For some use cases, the default settings of UsageTrackingFilterCachingPolicy are inappropriate. It would be ideal if those settings were configurable.

For example, the default configuration includes a history that looks at the last 256 filters. In the extreme case, if you had a stream of fairly complicated filters where the total number of distinct filters was significantly greater than 256, then you'd never get caching of any filters!

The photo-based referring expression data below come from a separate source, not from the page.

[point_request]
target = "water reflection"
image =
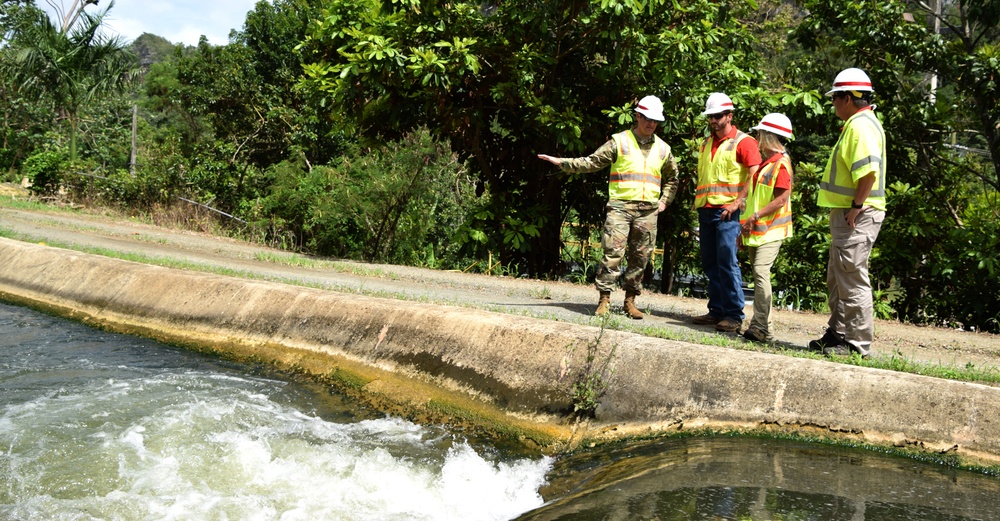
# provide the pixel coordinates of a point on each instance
(750, 479)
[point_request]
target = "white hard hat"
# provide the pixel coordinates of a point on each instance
(776, 124)
(851, 80)
(651, 107)
(717, 103)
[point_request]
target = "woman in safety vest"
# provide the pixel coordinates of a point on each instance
(767, 219)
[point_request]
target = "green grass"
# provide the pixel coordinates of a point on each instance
(894, 362)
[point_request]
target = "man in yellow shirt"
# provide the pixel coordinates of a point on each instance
(853, 188)
(642, 183)
(727, 160)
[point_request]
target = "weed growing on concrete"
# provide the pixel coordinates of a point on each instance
(594, 377)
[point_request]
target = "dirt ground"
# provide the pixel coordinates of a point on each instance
(547, 300)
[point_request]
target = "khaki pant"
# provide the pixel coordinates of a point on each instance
(761, 259)
(850, 298)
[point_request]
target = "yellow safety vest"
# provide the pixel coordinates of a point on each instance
(775, 226)
(861, 145)
(719, 179)
(634, 176)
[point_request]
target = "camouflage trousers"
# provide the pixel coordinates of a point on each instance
(630, 234)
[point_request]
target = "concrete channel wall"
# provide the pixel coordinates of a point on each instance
(507, 375)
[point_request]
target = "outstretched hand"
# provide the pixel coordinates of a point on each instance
(550, 159)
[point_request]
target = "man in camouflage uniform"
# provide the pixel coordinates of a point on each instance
(643, 181)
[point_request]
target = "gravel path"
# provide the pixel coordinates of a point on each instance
(667, 315)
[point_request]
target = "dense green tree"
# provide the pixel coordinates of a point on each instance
(72, 66)
(936, 90)
(507, 80)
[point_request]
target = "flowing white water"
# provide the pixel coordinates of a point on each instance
(100, 426)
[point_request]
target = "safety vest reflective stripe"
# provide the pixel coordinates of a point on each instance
(635, 177)
(621, 177)
(717, 190)
(842, 183)
(719, 177)
(762, 226)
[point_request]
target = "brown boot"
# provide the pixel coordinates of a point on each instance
(604, 305)
(630, 309)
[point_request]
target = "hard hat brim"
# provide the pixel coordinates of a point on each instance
(655, 116)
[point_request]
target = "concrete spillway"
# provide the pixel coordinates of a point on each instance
(508, 375)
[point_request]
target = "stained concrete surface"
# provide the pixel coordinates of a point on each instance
(497, 351)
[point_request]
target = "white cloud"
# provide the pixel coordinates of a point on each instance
(179, 21)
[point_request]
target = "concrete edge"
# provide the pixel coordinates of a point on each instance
(506, 375)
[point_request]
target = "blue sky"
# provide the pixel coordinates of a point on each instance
(179, 21)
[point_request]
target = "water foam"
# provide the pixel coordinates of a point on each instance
(195, 446)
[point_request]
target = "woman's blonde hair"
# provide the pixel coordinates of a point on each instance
(770, 143)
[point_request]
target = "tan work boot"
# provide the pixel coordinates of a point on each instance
(604, 305)
(630, 309)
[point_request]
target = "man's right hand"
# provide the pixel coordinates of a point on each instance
(554, 160)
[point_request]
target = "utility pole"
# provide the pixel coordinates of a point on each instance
(135, 119)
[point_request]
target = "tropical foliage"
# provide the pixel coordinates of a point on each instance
(407, 131)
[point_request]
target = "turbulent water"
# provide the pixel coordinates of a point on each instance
(99, 426)
(102, 426)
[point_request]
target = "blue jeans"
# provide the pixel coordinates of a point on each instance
(718, 258)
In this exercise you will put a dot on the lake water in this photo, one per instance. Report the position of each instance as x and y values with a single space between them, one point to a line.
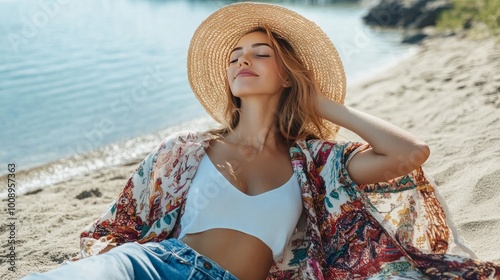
71 77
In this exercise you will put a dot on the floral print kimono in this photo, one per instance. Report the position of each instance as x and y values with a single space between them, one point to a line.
395 229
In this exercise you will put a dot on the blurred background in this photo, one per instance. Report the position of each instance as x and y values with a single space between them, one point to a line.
91 84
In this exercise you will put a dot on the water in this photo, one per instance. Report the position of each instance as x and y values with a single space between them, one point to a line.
89 84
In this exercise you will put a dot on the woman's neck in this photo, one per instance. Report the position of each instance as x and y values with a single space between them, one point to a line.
257 126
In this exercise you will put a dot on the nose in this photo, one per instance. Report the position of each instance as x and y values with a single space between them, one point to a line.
244 60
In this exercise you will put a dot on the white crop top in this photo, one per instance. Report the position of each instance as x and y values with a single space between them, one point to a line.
213 202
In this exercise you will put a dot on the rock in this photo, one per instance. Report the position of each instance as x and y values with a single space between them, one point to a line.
414 38
406 13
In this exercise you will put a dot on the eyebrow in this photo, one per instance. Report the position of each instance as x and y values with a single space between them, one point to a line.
253 46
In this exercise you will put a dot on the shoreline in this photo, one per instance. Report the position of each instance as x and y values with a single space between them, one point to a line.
446 94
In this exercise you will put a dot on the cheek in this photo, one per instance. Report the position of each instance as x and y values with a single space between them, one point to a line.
230 74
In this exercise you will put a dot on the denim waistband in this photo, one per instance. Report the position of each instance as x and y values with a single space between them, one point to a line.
186 254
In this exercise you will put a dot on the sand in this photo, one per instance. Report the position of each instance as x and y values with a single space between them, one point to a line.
447 94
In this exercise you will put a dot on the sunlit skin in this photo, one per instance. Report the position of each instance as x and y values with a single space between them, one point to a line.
259 84
255 159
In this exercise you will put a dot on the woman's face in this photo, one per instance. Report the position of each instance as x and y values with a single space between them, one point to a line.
252 67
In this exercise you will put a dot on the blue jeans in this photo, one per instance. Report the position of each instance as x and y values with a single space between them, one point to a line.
169 259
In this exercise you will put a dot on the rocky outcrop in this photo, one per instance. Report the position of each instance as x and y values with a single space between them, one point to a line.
406 13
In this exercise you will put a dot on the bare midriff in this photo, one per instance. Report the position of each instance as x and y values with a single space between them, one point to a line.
245 256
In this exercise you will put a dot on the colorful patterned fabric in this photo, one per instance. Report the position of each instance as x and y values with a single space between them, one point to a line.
396 228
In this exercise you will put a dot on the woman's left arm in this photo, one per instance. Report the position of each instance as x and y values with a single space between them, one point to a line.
394 152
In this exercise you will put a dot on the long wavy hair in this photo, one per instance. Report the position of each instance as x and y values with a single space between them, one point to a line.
296 115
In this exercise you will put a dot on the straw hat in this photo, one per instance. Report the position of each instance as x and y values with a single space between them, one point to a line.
214 39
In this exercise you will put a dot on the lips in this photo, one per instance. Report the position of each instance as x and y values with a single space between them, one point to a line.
246 73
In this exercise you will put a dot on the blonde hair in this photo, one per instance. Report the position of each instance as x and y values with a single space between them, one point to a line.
296 115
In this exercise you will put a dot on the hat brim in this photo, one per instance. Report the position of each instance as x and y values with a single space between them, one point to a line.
216 36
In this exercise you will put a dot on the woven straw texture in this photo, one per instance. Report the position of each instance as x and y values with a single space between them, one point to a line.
214 39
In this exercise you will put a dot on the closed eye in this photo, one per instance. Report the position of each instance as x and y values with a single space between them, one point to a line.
259 55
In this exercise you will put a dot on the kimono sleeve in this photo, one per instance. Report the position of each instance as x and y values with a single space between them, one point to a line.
126 216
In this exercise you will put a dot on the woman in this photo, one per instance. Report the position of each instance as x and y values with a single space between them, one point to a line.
266 196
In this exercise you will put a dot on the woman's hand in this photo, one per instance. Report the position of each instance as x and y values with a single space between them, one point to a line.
394 152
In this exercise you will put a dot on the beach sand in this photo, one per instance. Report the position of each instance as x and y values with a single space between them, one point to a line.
447 94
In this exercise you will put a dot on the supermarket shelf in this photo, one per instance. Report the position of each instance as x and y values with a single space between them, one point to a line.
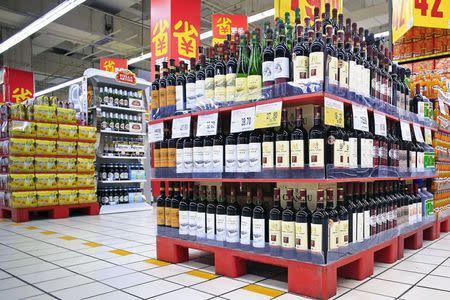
122 132
123 181
122 108
127 207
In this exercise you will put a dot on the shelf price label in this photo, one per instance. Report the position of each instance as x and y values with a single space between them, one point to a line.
428 137
334 112
418 133
360 117
181 127
406 131
242 119
207 124
380 124
156 132
268 115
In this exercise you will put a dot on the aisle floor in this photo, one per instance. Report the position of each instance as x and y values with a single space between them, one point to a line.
114 257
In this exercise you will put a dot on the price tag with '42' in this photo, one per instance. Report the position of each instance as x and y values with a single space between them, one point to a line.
181 127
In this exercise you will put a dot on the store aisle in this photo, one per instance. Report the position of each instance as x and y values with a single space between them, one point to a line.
113 257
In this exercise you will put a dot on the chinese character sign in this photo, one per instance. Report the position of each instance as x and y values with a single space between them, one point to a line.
222 25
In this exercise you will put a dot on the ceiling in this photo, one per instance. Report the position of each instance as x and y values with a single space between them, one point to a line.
118 28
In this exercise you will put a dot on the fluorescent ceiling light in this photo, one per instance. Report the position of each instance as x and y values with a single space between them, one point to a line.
59 86
40 23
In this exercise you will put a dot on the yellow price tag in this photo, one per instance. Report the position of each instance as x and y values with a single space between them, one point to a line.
334 113
268 115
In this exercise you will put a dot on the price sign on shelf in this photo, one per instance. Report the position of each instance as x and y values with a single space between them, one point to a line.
207 124
181 127
418 133
334 113
360 117
268 115
380 124
242 119
428 138
406 131
156 132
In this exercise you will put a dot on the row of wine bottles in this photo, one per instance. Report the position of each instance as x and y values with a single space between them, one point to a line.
360 213
293 148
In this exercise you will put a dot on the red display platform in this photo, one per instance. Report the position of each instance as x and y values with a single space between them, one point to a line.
313 280
54 212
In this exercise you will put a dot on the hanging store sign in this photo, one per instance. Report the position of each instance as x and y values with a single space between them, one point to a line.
222 25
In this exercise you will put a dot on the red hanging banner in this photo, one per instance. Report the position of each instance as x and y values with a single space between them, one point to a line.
227 24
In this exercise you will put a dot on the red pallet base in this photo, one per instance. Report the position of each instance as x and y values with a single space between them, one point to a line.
313 280
414 239
54 212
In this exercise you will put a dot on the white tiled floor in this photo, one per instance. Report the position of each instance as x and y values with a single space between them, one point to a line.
73 260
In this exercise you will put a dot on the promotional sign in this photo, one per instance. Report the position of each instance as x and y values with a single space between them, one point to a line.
222 25
306 7
113 64
175 30
18 85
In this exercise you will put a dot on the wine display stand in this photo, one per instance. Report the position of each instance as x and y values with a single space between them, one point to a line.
53 212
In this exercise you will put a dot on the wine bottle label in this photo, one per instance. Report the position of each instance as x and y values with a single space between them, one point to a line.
183 216
300 66
275 232
167 216
191 96
316 153
360 227
343 233
343 73
288 234
241 89
282 154
217 158
268 71
172 157
179 160
160 215
301 236
254 87
268 153
198 158
316 65
179 98
188 160
254 157
232 229
297 154
259 233
174 220
231 87
316 237
367 224
230 158
242 158
246 225
281 67
220 227
333 70
210 226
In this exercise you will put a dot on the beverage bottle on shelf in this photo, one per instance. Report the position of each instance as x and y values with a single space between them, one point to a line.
211 214
333 223
275 220
232 220
317 135
259 221
246 218
160 205
319 226
221 213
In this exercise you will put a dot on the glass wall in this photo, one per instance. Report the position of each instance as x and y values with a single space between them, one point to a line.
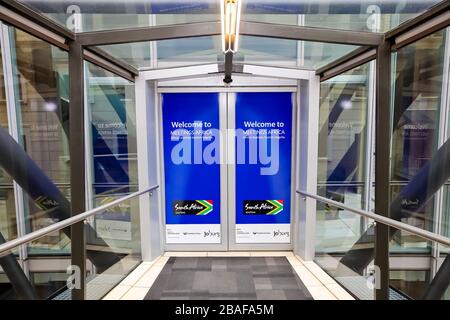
375 16
42 103
342 174
342 156
82 16
419 158
113 172
8 225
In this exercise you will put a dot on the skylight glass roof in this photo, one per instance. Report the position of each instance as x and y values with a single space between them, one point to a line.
358 15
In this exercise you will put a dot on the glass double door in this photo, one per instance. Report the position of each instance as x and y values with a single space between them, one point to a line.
228 170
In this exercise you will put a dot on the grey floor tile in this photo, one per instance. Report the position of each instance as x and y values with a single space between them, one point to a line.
270 295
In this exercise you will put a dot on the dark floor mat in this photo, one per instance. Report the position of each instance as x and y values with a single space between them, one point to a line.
202 278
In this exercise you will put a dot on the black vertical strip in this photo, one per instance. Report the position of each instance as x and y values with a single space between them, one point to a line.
228 67
19 281
77 163
382 172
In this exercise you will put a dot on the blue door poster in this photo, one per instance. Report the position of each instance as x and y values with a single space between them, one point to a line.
191 167
263 167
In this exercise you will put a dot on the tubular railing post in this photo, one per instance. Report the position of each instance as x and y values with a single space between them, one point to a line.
382 165
77 164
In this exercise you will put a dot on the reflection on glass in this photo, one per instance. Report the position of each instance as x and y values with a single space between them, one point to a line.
169 53
289 53
41 84
96 15
355 15
417 102
412 283
341 176
8 226
415 178
115 232
342 142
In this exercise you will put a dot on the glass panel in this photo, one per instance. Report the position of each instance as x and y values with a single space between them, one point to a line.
170 53
8 225
417 106
113 246
418 161
341 254
356 15
342 154
49 284
360 15
412 277
96 15
41 86
116 232
289 53
344 103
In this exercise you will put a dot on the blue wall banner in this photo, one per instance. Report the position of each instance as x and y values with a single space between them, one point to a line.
263 167
192 179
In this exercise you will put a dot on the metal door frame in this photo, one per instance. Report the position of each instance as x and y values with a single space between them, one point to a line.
205 79
227 172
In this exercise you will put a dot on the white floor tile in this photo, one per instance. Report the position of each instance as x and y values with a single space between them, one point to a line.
321 293
229 254
319 273
149 278
117 292
161 262
185 254
307 277
294 261
135 293
134 276
271 254
339 292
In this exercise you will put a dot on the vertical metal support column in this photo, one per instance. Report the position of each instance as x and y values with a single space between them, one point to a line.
5 44
308 103
149 165
442 138
382 165
77 163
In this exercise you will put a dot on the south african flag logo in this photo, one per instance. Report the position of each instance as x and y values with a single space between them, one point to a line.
193 207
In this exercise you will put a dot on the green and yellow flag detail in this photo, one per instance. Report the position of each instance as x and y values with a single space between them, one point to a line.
278 204
208 204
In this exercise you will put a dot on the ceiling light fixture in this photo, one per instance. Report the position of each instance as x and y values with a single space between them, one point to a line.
231 16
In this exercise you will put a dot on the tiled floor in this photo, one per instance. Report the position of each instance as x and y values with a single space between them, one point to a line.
207 278
318 284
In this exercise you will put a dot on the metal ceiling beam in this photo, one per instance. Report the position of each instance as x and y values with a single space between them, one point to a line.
292 32
104 60
351 60
143 34
423 30
36 17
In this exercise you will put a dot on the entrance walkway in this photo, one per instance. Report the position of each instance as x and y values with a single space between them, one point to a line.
228 275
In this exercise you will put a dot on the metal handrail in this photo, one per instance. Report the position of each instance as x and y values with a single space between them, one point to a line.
384 220
7 246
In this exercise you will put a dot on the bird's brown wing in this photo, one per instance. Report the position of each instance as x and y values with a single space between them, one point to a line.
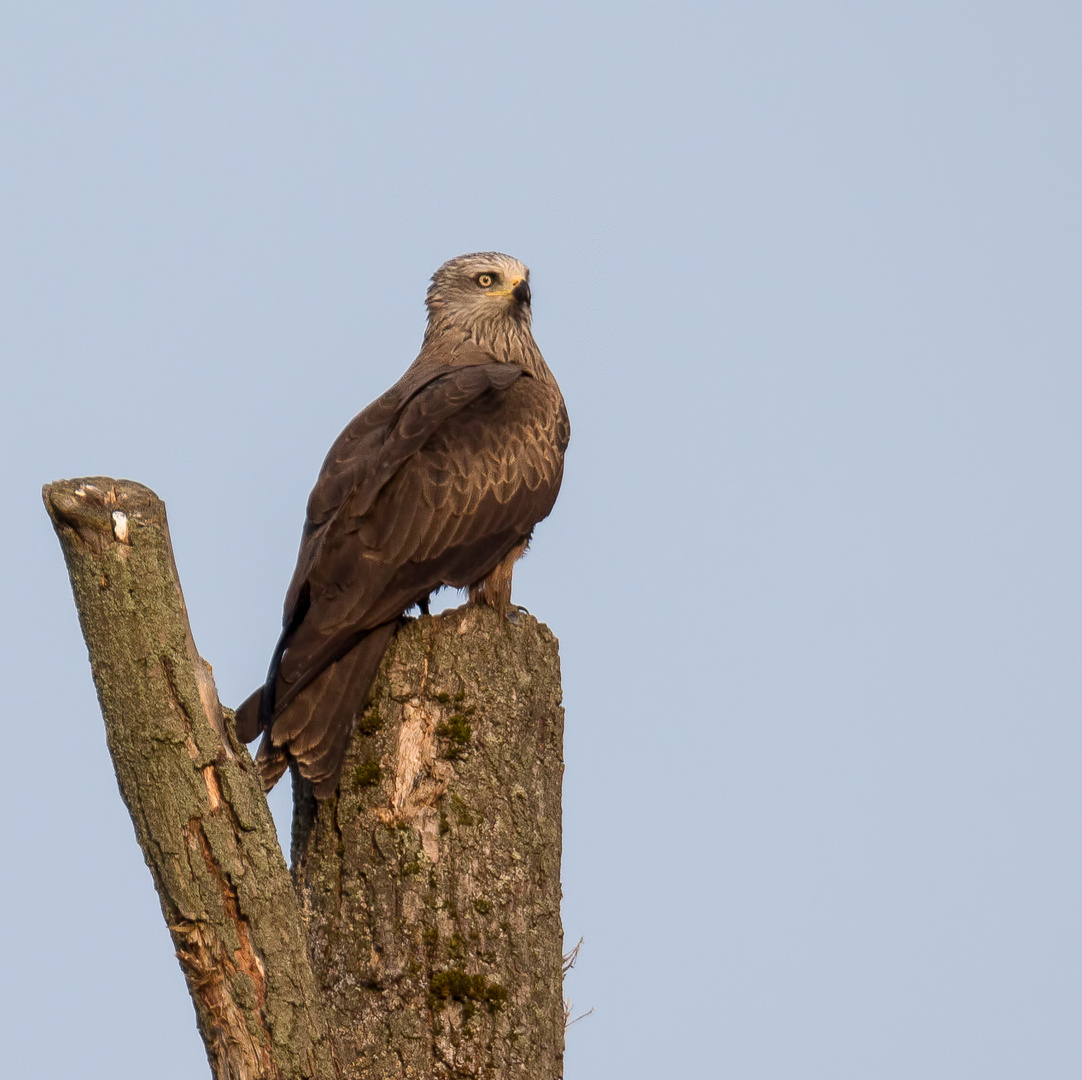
437 494
474 461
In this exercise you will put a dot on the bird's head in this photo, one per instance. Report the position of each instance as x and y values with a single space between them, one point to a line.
479 292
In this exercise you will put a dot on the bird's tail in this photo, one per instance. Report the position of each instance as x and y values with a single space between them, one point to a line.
315 726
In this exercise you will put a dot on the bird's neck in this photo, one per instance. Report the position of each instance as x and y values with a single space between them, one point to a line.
505 340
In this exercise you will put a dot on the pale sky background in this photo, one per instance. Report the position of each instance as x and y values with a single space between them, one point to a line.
809 277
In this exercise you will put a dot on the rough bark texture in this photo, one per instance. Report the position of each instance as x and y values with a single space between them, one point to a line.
196 799
422 938
432 880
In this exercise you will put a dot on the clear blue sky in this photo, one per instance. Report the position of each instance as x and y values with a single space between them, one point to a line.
809 277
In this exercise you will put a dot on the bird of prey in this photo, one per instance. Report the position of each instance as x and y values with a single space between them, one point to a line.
439 482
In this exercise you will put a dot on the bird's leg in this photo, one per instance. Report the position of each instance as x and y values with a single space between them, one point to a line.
495 590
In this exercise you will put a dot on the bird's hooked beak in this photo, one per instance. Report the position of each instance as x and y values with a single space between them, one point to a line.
520 290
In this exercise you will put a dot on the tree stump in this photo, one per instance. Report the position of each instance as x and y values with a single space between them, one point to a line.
420 934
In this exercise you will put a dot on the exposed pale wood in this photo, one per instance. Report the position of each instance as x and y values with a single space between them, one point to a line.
426 940
195 799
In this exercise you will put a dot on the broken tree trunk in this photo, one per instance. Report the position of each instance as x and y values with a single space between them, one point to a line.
420 935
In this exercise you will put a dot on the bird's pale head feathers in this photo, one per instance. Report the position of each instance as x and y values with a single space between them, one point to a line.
480 290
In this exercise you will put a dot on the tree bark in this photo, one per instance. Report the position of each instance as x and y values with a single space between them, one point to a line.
420 934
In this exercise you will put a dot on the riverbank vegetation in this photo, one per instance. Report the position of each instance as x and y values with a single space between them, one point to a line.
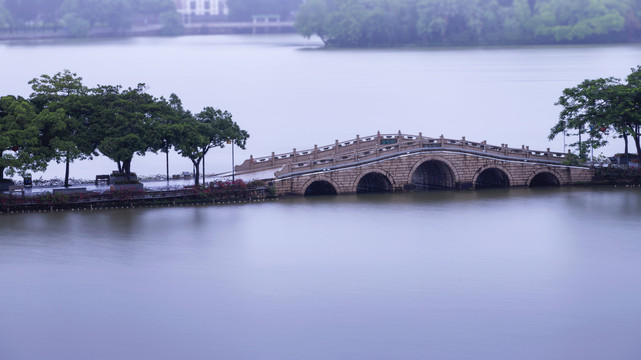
600 110
63 121
365 23
81 18
216 193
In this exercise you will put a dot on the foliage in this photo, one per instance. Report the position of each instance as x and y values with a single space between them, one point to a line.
126 123
206 130
64 118
18 136
597 108
66 121
466 22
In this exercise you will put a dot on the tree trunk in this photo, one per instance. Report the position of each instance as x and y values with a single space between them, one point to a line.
126 168
67 172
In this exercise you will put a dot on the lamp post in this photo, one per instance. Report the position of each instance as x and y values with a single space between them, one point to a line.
233 170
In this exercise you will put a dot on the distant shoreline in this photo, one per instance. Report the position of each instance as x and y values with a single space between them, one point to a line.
218 28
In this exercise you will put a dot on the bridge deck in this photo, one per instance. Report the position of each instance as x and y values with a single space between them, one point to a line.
381 146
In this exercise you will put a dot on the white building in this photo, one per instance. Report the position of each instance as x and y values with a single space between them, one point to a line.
188 8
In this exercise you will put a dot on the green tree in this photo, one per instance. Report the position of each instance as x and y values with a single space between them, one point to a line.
571 20
18 135
208 129
596 106
126 123
584 109
64 118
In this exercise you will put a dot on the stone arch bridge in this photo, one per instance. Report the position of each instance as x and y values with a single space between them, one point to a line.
402 162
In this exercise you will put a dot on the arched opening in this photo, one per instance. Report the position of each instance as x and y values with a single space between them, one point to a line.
320 187
492 178
544 179
433 175
372 183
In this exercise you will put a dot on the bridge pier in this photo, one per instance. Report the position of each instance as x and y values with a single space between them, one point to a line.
432 170
401 162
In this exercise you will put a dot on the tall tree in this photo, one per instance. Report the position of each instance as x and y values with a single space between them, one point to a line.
210 128
596 106
64 118
126 122
18 135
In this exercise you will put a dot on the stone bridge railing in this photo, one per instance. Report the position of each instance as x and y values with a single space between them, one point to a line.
383 145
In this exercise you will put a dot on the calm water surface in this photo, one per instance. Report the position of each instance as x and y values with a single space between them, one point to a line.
287 93
497 274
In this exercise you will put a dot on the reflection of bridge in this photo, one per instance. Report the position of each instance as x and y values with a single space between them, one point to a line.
401 162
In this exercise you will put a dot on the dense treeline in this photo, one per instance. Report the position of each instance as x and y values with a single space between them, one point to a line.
80 16
64 121
598 110
357 23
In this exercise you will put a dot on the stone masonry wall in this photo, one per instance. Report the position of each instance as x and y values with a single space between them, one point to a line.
465 168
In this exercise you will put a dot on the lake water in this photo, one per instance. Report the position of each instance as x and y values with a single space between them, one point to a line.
287 93
495 274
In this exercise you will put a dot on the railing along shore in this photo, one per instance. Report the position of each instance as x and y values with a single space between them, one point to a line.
381 145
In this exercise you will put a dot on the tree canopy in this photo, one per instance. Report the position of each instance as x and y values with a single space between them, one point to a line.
208 129
63 121
64 118
598 108
18 135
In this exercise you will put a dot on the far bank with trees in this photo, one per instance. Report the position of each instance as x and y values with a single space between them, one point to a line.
63 120
371 23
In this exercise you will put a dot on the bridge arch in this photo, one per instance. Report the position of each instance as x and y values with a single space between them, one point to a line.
320 185
492 176
544 177
374 180
434 172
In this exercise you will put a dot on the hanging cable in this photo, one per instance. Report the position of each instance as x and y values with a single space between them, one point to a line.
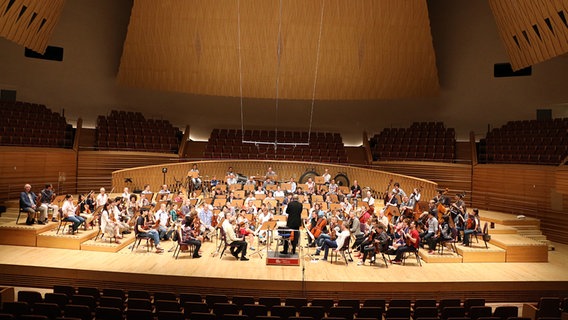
316 71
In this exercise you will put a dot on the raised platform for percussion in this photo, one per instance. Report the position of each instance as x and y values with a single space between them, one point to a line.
65 240
521 249
105 245
22 234
275 258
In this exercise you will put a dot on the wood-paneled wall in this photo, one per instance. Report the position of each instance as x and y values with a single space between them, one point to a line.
375 179
36 166
94 168
525 190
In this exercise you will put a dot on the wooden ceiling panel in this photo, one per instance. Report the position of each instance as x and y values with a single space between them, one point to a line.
364 46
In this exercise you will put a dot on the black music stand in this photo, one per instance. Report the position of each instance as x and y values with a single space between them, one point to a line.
268 226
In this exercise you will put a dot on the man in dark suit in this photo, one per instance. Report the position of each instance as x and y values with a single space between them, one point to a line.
294 211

In a real world example, we just went through an upgrade from ES 1.7 to 2.1.1 and experienced pretty severe degradation of response times. Analysis of the query_cache indicated that a) the cache was relatively sparsely populated; b) the miss ratio was very high. Our particular use case was not well handled b/c we filter documents using arbitrary boolean combinations of ~1k terms. As best as I could tell, the limited 256 history size meant that we were only caching the very most common terms. Inefficient caching combined with a fairly large document count led to increased response times across the board and very painful response times under heavier load.

Tellingly, what rescued performance was completely bypassing the usage-based cache via the undocumented index.queries.cache.everything: true setting and relying purely on the LRU-nature of the cache to keep the most useful filters around.

Tuning the usage policy would be great. And, arguably, documented support of a policy that simply relies on using LRU to determine the useful filters would also be a good idea. (It did not escape my attention that the index.queries.cache.everything setting appears to have only been added for testing purposes!)